The reports underline the already dubious reputation of China's business practices. Fitch specifically says the companies suffer from "the overall Chinese framework of an under-developed legal system and documentation standards, distinct business practices and weak corporate governance." Translated from expert to human that means: "Enron looks good by comparison."

Fitch generally rates Chinese corporates at "BB" and below while it puts state-owned and state-supported companies at investment grade and up. Which you've got to figure means they are even worse. These are the agencies which were giving AAA ratings to credit default obligations after Bear Stearns became road kill.

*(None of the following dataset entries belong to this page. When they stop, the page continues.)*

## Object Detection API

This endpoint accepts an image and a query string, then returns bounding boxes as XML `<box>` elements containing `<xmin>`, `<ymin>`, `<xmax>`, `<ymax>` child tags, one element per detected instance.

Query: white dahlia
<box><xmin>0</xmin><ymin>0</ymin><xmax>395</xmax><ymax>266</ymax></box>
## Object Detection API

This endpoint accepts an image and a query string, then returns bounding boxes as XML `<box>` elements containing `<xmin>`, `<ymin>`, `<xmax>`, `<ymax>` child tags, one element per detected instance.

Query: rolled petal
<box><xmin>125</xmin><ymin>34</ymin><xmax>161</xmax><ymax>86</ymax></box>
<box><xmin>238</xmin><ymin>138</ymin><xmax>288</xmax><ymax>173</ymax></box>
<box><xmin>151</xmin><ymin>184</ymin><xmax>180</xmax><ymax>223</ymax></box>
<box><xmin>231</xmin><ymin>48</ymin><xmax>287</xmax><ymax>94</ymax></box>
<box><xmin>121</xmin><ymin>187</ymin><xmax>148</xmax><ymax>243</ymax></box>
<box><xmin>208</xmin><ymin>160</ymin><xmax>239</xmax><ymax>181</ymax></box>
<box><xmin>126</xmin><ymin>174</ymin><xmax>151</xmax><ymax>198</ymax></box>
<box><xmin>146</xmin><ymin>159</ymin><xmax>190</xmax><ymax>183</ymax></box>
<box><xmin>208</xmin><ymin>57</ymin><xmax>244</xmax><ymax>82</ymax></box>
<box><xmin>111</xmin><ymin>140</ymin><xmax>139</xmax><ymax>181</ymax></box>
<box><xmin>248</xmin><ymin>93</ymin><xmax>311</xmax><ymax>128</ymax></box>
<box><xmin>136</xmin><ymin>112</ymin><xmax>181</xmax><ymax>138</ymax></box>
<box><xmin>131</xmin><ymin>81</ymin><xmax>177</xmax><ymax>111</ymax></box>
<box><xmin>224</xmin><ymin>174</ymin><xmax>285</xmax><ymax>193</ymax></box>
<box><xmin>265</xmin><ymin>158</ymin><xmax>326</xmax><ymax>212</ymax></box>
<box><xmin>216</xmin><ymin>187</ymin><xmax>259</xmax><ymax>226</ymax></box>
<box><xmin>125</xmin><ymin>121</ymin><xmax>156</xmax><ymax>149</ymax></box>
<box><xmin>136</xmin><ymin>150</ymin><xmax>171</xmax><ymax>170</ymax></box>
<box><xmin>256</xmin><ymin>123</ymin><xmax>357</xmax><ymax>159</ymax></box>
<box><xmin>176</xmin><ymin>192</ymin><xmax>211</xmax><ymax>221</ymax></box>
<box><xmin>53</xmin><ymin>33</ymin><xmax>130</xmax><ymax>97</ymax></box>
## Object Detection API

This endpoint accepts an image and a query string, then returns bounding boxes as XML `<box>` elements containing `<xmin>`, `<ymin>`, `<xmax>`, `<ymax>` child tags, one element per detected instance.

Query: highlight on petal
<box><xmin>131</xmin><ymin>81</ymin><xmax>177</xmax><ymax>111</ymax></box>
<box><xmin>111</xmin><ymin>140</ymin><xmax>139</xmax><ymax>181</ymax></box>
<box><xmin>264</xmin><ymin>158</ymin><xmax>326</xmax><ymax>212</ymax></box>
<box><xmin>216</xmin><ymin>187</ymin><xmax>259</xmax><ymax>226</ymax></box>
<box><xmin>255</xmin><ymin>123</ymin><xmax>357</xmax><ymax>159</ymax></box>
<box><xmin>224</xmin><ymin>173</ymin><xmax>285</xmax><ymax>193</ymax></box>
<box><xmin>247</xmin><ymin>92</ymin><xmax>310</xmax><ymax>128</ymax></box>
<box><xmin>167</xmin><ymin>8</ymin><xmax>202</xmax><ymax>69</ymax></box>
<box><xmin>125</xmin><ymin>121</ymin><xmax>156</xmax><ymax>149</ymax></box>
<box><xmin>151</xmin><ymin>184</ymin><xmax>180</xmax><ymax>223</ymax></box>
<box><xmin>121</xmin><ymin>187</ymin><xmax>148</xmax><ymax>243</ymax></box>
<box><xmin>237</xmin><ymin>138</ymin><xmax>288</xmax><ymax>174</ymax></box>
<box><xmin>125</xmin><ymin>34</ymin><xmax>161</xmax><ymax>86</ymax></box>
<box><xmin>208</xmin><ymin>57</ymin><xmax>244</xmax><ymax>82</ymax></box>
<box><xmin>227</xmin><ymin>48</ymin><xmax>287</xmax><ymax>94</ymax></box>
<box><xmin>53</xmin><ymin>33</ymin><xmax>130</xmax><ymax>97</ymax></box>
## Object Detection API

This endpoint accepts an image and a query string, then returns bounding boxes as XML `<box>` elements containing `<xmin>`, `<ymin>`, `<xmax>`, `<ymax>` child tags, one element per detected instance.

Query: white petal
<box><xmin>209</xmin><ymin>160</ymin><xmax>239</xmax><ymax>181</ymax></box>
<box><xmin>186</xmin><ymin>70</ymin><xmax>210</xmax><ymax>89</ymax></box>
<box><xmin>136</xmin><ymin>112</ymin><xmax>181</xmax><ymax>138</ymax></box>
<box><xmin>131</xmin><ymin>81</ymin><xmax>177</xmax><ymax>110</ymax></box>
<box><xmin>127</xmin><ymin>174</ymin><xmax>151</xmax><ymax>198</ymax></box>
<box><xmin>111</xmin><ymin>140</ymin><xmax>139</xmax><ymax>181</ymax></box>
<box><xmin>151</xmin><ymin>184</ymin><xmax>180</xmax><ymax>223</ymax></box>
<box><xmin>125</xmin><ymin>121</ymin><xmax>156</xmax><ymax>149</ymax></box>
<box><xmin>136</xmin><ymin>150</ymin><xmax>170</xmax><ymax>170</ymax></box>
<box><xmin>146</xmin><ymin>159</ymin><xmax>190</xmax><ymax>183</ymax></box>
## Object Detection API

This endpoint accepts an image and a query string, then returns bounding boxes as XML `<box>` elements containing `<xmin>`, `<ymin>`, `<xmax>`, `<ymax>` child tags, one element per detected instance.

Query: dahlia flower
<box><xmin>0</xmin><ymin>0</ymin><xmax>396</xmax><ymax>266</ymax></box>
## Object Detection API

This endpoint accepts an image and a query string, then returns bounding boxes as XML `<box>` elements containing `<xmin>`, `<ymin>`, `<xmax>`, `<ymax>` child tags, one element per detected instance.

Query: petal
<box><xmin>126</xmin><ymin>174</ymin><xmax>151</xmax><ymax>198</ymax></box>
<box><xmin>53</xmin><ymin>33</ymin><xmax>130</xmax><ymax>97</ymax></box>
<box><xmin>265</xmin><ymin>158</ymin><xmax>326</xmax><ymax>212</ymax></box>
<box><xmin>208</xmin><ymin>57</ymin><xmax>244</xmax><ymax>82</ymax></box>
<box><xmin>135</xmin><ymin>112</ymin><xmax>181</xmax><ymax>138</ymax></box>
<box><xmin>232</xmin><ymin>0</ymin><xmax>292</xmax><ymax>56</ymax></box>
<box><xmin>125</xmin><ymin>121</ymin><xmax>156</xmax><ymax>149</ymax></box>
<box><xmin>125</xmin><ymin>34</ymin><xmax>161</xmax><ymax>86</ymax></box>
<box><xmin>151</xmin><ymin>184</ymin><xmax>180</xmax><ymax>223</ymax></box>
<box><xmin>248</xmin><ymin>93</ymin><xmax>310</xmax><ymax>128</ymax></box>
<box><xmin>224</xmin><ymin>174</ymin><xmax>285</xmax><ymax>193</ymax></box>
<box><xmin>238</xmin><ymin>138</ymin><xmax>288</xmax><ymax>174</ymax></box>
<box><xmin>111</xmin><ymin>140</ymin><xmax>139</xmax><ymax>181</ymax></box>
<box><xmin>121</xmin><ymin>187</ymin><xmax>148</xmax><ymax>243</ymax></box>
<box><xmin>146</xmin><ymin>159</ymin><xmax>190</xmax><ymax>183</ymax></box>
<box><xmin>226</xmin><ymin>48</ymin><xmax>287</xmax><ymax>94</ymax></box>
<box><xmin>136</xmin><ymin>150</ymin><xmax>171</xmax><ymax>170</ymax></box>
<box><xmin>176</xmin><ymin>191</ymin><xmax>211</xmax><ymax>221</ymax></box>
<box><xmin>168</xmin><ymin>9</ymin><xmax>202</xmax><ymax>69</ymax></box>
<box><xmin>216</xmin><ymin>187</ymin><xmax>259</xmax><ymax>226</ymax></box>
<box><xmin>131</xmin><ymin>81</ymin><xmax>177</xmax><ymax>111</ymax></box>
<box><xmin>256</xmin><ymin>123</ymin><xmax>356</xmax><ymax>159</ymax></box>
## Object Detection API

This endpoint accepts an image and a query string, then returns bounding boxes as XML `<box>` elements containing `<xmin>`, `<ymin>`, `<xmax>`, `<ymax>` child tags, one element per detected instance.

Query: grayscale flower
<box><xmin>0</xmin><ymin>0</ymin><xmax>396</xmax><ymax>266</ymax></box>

All this fraud comes on top of economic conditions every bit as sturdy as a marshmallow dropped in a campfire. Consider that China's billions of dollars in local debt is backed by collateral that is overvalued, may be hard to sell and, in some cases, doesn't exist. (Sound familiar?) Bloomberg points to a 30,000 seat sports complex being built in one city.

Loudi, home to 4 million people in Chairman Mao Zedong's home province of Hunan, is paying for the project with 1.2 billion yuan ($185 million) in bonds, guaranteed by land valued at $1.5 million an acre. That's about the same as prices in Winnetka, a Chicago suburb that is one of the richest U.S. towns, where the average household earns more than $250,000 a year. In Loudi, people take home $2,323 annually.
DANGER, WILL ROBINSON! DANGER, WILL ROBINSON!

If you think it's too late when ratings agencies take notice, what does it mean when the Communists do? Last week Beijing started taking action to slow down real estate prices around the nation. The government has ordered increases in down payments and limited home purchases after developers posted gains in first-half sales and housing transactions climbed 31 percent last month. New home prices rose by 2.2 percent in Beijing and Shanghai last month.

In its quest to act just like the U.S. and Europe, the Chinese are trying the same sorts of placebos that served Washington and the EU so well. Shanghai Daily reports the nation's "housing authority has launched investigations into excessive housing price rises in second- and third-tier cities." They are even trying to get cities to meet targets for building affordable housing. That is so cute! Just one suggestion. Call them "blue ribbon panels" like we do.
Let's not forget about inflation, which is also rising on helium-filled wings. June's consumer price index was up 6.4 percent in the last 12 months. Especially impressive when you consider it was 5.5 percent in May. If there's a saving grace in all this its that these numbers were reported by China's National Bureau of Statistics, which probably has the same devotion to strict standards seen in the rest of the economy.